WAPAKONETA — This year, St. Joseph Catholic Church celebrates its 175th year as a congregation. As part of its year-long remembrance, the church will hold a special event at 3:30 p.m. Sunday. The Archbishop Dennis M. Schnurr, archbishop of the Archdiocese of Cincinnati, will celebrate the anniversary Mass, with a dinner afterwards.
“We hope there is a full house,” said Rachel Barber, the regional life coordinator of the Petersburg Parish, of which St. Joseph Catholic Church is a part and also a member of the planning committee for the St. Joseph Church 175-year anniversary. “We’ve also invited all the former pastors and associate pastors, and also former staff members.”

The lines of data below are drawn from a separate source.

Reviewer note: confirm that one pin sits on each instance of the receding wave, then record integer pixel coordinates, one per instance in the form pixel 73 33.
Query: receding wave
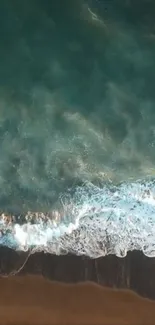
pixel 94 221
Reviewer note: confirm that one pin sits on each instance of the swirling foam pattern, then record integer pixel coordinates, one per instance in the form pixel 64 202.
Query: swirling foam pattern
pixel 96 222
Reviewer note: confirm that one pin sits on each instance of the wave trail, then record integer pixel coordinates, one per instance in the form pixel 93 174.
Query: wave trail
pixel 94 221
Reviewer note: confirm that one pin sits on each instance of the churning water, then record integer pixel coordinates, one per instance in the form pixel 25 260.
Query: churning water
pixel 77 126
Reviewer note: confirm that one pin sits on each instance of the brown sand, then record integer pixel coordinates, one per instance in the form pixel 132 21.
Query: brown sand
pixel 34 300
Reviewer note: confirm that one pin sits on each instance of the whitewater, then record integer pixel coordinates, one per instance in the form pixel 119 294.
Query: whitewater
pixel 94 221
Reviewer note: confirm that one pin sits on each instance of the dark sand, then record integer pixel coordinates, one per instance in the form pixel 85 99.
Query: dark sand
pixel 35 300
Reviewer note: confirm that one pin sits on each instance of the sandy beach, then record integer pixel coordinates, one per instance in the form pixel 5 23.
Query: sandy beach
pixel 34 300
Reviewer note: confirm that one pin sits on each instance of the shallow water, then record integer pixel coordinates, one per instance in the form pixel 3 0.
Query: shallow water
pixel 77 120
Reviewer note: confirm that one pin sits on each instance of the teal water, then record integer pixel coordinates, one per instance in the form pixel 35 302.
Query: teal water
pixel 77 107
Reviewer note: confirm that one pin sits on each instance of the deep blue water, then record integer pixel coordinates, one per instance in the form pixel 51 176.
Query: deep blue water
pixel 77 112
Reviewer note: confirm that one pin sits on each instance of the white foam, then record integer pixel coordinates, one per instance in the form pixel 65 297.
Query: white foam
pixel 107 220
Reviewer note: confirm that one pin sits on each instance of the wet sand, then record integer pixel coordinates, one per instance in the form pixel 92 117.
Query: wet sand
pixel 35 300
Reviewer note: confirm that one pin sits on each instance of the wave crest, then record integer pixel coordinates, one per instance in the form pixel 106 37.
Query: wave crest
pixel 94 222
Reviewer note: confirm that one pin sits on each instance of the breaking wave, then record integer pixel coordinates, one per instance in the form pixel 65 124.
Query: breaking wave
pixel 93 221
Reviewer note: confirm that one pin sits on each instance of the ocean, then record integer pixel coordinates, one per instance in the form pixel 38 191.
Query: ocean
pixel 77 126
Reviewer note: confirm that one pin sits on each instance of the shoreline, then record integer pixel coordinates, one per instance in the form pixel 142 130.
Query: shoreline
pixel 134 272
pixel 35 300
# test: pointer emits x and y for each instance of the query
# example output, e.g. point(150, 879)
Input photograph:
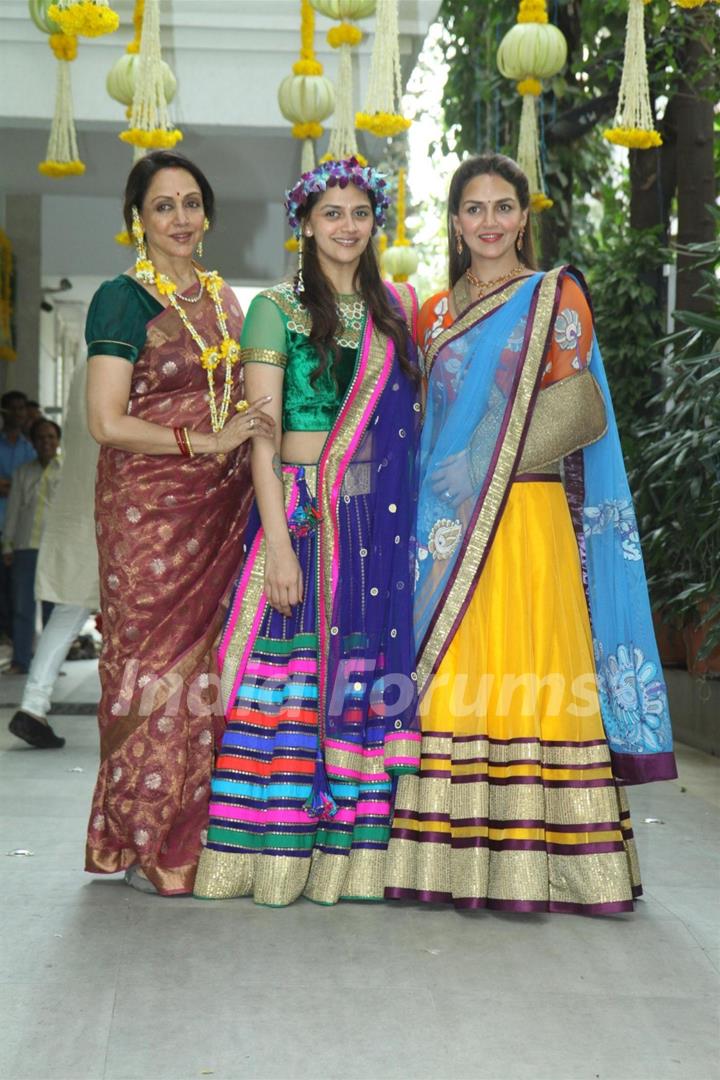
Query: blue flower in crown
point(330, 174)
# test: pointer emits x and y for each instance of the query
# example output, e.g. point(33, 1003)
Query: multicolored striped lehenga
point(321, 705)
point(541, 689)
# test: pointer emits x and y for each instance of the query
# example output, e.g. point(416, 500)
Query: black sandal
point(35, 732)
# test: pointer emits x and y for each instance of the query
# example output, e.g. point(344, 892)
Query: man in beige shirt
point(30, 494)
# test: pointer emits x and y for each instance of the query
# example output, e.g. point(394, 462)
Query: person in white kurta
point(67, 569)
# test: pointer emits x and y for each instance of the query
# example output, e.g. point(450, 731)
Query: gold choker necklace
point(487, 286)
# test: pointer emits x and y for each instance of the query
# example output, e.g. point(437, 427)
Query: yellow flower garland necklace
point(213, 355)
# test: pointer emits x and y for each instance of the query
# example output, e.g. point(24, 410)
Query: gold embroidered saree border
point(475, 551)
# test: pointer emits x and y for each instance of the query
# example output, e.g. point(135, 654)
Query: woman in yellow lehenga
point(541, 688)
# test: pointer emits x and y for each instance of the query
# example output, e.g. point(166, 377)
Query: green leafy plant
point(680, 461)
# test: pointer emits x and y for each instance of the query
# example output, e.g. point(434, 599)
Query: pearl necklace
point(211, 356)
point(192, 299)
point(487, 286)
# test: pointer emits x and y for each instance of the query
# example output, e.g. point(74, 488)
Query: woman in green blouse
point(321, 623)
point(172, 498)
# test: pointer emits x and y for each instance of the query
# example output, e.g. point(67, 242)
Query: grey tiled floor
point(103, 983)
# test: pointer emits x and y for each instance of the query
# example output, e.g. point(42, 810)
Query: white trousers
point(63, 626)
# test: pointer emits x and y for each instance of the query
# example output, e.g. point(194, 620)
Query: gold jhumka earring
point(300, 286)
point(199, 248)
point(144, 269)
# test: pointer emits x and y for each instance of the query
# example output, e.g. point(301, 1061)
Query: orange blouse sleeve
point(572, 335)
point(433, 318)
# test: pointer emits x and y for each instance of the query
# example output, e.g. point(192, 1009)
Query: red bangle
point(180, 442)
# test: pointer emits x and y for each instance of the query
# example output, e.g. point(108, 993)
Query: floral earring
point(144, 268)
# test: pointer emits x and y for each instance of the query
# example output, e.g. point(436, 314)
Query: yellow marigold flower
point(307, 67)
point(382, 124)
point(209, 358)
point(65, 45)
point(159, 138)
point(163, 284)
point(310, 130)
point(530, 85)
point(634, 138)
point(85, 18)
point(532, 11)
point(344, 35)
point(59, 169)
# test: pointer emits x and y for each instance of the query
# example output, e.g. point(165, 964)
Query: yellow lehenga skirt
point(516, 806)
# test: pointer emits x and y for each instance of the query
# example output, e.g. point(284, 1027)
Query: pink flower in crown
point(330, 174)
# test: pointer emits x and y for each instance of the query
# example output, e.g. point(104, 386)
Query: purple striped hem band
point(643, 768)
point(529, 906)
point(538, 478)
point(596, 826)
point(458, 842)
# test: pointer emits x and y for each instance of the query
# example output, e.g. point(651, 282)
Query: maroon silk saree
point(170, 535)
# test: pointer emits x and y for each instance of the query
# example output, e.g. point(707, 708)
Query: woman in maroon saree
point(172, 499)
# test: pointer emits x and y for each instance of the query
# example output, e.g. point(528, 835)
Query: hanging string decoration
point(62, 156)
point(7, 351)
point(401, 258)
point(84, 18)
point(531, 51)
point(344, 38)
point(634, 125)
point(382, 115)
point(307, 97)
point(138, 15)
point(150, 126)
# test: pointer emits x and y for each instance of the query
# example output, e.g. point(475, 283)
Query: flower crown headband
point(330, 174)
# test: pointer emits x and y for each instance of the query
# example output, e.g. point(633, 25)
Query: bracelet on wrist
point(179, 439)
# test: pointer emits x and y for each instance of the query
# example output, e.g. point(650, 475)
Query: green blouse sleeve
point(117, 320)
point(263, 339)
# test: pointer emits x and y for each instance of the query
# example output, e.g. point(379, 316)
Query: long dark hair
point(318, 298)
point(494, 164)
point(143, 172)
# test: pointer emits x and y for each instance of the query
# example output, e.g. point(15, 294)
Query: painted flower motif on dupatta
point(633, 699)
point(619, 515)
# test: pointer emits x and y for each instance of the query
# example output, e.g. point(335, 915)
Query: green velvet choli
point(276, 331)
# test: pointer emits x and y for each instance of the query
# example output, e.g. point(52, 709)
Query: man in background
point(15, 449)
point(67, 570)
point(30, 495)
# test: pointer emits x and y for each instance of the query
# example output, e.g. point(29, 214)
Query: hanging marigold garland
point(84, 18)
point(307, 97)
point(401, 259)
point(62, 156)
point(531, 51)
point(7, 351)
point(382, 115)
point(149, 121)
point(634, 125)
point(344, 38)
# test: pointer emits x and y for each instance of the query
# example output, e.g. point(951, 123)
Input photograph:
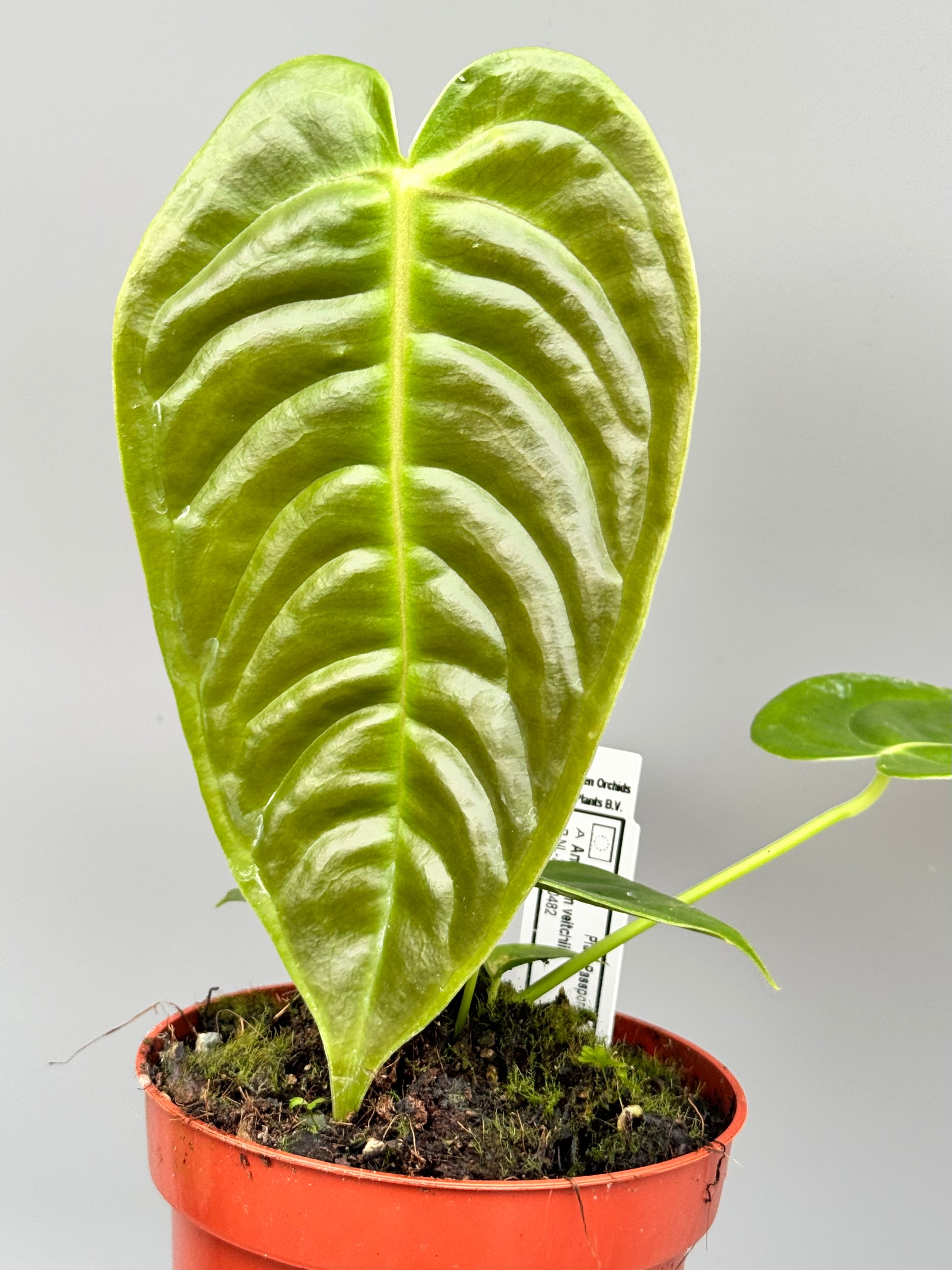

The special Mass is just one of many events the church members will be holding to celebrate this special anniversary.
They had a series of special speakers in March and also observed St. Joseph’s Feast with a twist.
“We called it St. Joseph’s Table,” explained Barber, “and we collected non-perishable items to donate.”
Other upcoming events will include exhibits, various lectures by historians and concerts.
St. Joseph Catholic Church also extensively renovated the building, which took from mid-May until December.
During the renovation, everything was taken out.
“They ripped out the old carpeting and put in new flooring,” Barber said. “They repaired the plaster and painted. They moved the pipe organs, and those are now in balconettes. They replaced all the pews and lighting.”
Several companies worked on the renovations, including Michael and Ann Blanck from Wisconsin, who did much of the finish painting.
“They painted the murals and did the trim around the windows,” Barber said. “They highlighted the architectural details of the church.”
The $1.6 million cost for the renovation was raised through a capital campaign.
“They started that around this time two years ago,” said the Rev. Patrick Sloneker, senior pastor at St. Joseph Church.
Sloneker is also the pastor for Immaculate Conception Catholic Church in Botkins and St. Lawrence Catholic Church in Rhine. On July 1, he will become the pastor of St. John Catholic Church in Fryburg.
The four parishes make up the Petersburg Perish, so named for the historic town of Petersburg, which was once located not far from Wapakoneta and from which St. Joseph Catholic Church has its roots.
St. Joseph Catholic Church began in 1839, when the residents of a newly formed Wapakoneta established their own parish instead of travelling several miles to the Petersburg parish. Although the congregations of the area met weekly, an itinerant priest travelled throughout the West Central Ohio area to celebrate Mass once a month.
In 1850, St. Joseph Catholic Church officially came under the service of the Missionaries of the Society of the Precious Blood, where it stayed until it was returned to the Archdiocese of Cincinnati in 2003.
The very first church building, made of brick, was built in 1858 on the corner of Pearl and Perry Streets. In 1910, that building was demolished to make room for a new church building, which doubled the congregation’s seating capacity. The church building was dedicated on Oct. 8, 1911.
It wasn’t until 1968 that the entire interior of the church was remodeled. St. Joseph Catholic Church and the school, which opened in 1853 and closed its doors in 2010, were put on the National Registry of Historic Places as part of the “Land of the Cross-Tipped Churches.”
“The Land of the Cross-tipped Churches” includes 42 parishes within a 22-mile radius of Maria Stein. Located in Auglaize, Darke, Mercer and Shelby counties, the churches are distinctive because of the towering spires topped by crosses that adorn each church. Anton DeCurtins, whose family was well-known for their architectural contributions to ecclesiastical structures, is attributed with designing the first of these distinctive churches.
While St. Joseph Church had close ties to the other Catholic churches in the area, it was not until 2009 that it became a part of the Petersburg parish.
With 175 years of history, St. Joseph Catholic Church’s past leaves a rich legacy.
“Its legacy is the same as the legacy of the Catholic Church throughout the world,” Sloneker said, “to bring Jesus’ presence to the world. We estimated that Jesus became present to the people of Wapakoneta at least 14 million times in reception of the Holy Communion during its 175 years. Jesus has also touched the hearts and minds of so many children educated and formed at the St. Joseph School, as well as countless services to the poor and those in need of counsel.”
As St. Joseph Catholic Church looks toward the future, that legacy will continue.
“Wonderfully,” said Sloneker, “that legacy continues as the people of God at St. Joseph continue to grow closer to Jesus and minister his presence and good news.”